Pendant la Nakba et jusqu’en
1967, il n’était pas facile de savoir ce qui se passait, et l’oppression
après 1967 était essentiellement graduelle et, en tant que telle, facile
à ignorer par les médias et les politiques occidentaux, qui refusaient de
reconnaître son effet cumulatif sur les Palestiniens.
Mais ces dix-huit
derniers mois sont très différents. Ignorer le génocide dans la bande de
Gaza et le nettoyage ethnique en Cisjordanie ne peut être
qu’intentionnel.
Les actions des
Israéliens et le discours qui les accompagne sont trop visibles pour être
ignorés, à moins que les politiciens, les universitaires et les
journalistes ne choisissent de le faire.
Ce refus de voir la réalité
en Palestine a pour origine l’efficace lobbying israélien qui a prospéré
sur le terrain fertile du complexe de culpabilité européen, du racisme et
de l’islamophobie.
Cette machine de
lobbying incontournable et impitoyable sévit aussi aux États-Unis depuis
de nombreuses années et très peu d’universitaires, de médias et, en
particulier, de politiciens osent lui désobéir.
Dans les études
récentes, ce phénomène a pris le nom de « panique morale ». Cette panique
touche surtout les sections les plus éduquées des sociétés occidentales :
les intellectuels, les journalistes et les artistes.
La panique morale est
une situation dans laquelle une personne a peur d’écouter sa conscience
parce que cela exigerait un certain courage qui pourrait avoir des
conséquences. Nous sommes rarement confrontés à des situations qui
exigent du courage, ou du moins de l’intégrité. Lorsque cela se produit,
nous sommes appelés à passer de prises de positions morales abstraites et
sans danger, à l’action.
C’est pourquoi tant
d’Allemands sont restés silencieux lorsque les juifs ont été envoyés dans
des camps d’extermination, et c’est pourquoi les Américains blancs sont
restés les bras croisés lorsque les afro-américains ont été lynchés et
auparavant réduits en esclavage et maltraités.
Quel serait le prix que
devraient payer des journalistes occidentaux de premier plan, des
politiciens chevronnés, des professeurs permanents, les professeurs
titulaires ou des PDG d’entreprises renommées s’ils accusaient Israël
d’avoir commis un génocide dans la bande de Gaza ?
Il semble qu’ils aient
peur de deux choses. La première est d’être condamné comme antisémite ou
négationniste de l’Holocauste, et la seconde est de déclencher, par leur
réaction intègre, un débat sur la complicité de leur pays, ou de
l’Europe, ou de l’Occident en général, dans la facilitation du génocide
et de toutes les politiques criminelles contre les Palestiniens qui ont
précédé le génocide actuel.
Cette panique morale
conduit à des phénomènes étonnants.
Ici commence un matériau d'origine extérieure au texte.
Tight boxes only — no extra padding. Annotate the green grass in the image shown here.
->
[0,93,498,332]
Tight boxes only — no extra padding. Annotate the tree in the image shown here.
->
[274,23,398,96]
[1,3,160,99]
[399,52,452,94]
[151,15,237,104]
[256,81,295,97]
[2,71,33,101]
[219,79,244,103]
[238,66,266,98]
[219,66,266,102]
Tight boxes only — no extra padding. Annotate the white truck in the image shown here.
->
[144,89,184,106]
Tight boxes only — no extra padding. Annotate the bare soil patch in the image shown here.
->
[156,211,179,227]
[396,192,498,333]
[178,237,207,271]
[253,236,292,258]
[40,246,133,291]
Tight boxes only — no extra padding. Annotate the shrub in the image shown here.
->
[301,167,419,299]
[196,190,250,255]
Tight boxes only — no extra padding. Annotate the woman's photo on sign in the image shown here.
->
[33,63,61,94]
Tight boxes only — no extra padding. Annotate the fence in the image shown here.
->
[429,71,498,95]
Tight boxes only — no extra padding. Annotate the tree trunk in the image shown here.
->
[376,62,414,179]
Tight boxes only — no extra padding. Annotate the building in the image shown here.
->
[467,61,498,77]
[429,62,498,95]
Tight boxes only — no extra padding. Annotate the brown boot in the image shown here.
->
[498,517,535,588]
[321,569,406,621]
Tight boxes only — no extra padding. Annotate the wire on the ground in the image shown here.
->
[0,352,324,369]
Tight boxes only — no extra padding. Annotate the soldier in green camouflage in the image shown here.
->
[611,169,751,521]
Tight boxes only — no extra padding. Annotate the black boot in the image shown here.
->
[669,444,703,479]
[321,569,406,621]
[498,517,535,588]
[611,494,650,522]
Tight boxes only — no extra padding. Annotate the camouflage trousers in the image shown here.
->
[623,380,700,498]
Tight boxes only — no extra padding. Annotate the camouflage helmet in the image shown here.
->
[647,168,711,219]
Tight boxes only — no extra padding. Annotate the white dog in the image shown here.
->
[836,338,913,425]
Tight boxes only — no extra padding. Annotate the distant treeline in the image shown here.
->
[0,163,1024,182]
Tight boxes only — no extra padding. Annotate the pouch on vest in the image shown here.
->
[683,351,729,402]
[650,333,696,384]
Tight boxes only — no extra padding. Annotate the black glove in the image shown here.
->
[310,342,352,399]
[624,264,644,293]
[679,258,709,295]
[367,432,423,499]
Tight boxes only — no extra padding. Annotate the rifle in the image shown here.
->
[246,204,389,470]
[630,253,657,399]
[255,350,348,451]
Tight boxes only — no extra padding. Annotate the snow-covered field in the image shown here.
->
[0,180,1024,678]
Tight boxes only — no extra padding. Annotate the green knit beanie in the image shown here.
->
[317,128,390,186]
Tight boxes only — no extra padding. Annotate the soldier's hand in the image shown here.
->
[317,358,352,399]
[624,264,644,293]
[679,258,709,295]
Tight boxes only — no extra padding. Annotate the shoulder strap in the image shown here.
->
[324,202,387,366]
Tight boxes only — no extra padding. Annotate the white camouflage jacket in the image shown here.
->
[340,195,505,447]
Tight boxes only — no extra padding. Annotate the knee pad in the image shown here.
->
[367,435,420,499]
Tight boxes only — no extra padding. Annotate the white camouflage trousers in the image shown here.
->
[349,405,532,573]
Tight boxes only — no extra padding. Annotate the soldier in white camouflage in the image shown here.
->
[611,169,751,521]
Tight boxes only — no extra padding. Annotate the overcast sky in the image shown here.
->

En général, elle transforme les
personnes éduquées, très éloquentes et bien informées en parfaits
imbéciles lorsqu’elles parlent de la Palestine.
Elle empêche les
membres des services de sécurité les plus perspicaces et les plus
réfléchis d’examiner les demandes israéliennes visant à inclure toute la
résistance palestinienne dans une liste de terroristes, et elle déshumanise
les victimes palestiniennes dans les médias grand public.
L’absence de compassion
et de solidarité élémentaire avec les victimes d’un génocide a été mise
en évidence par la politique de deux poids, deux mesures dont ont fait
preuve les grands médias occidentaux, et en particulier les journaux les
plus établis aux États-Unis, tels que le New York Times et le Washington
Post.
Lorsque le rédacteur en
chef de Palestine Chronicle, le Dr Ramzy Baroud, a perdu 56 membres de sa
famille pendant la campagne génocidaire israélienne dans la bande de
Gaza, aucun de ses collègues journalistes américains n’a pris la peine de
le contacter ni n’a manifesté le moindre intérêt pour l’horreur qu’il
avait vécue.
Par contre, une
allégation israélienne fabriquée de toutes pièces sur un lien entre the Chronicle
et une famille dans l’immeuble où se trouvaient les captifs a suscité un
grand intérêt de la part de ces médias et ils l’ont abondamment relayée.
Ce deux poids deux
mesure en matière d’humanité et de solidarité n’est qu’un exemple des
biais cognitifs qu’entraîne la panique morale.
Pour moi, la répression
des étudiants palestiniens ou pro-palestiniens aux États-Unis, ou des
activistes connus en Grande-Bretagne et en France, ainsi que
l’arrestation du rédacteur en chef de l’Electronic Intifada, Ali Abunimah,
en Suisse, sont autant de manifestations de cette perversion morale.
Une affaire similaire
s’est déroulée récemment en Australie. Mary Kostakidis, célèbre
journaliste australienne et ancienne présentatrice de SBS World News
Australia aux heures de grande écoute, a été traduite devant le tribunal
fédéral en raison de ses reportages sur la situation dans la bande de
Gaza, qui n’étaient pourtant pas bien méchants.
Le fait même que le
tribunal n’ait pas immédiatement rejeté ce recours montre à quel point la
panique morale est profondément enracinée dans le Nord global.
Mais toute pièce a son
revers. Heureusement, il existe un groupe beaucoup plus important de
personnes qui n’ont pas peur de prendre le risque d’affirmer clairement
leur soutien aux Palestiniens, et qui manifestent cette solidarité tout
en sachant que cela peut entraîner leur suspension, leur expulsion, voire
leur emprisonnement.
Il n’est pas facile de
les trouver dans les milieux universitaires, médiatiques ou politiques
dominants, mais ils sont la voix authentique des sociétés de nombreuses
régions du monde.
Les
Palestiniens n’ont pas le luxe de pouvoir s’abandonner à la panique
morale occidentale.
Ne
pas céder à cette panique est une première étape indispensable dans la
construction du réseau mondial dont la Palestine a besoin de toute
urgence – premièrement pour arrêter la destruction de la Palestine et de
son peuple, et deuxièmement pour créer les conditions qui permettront
l’avènement d’une Palestine décolonisée et libre.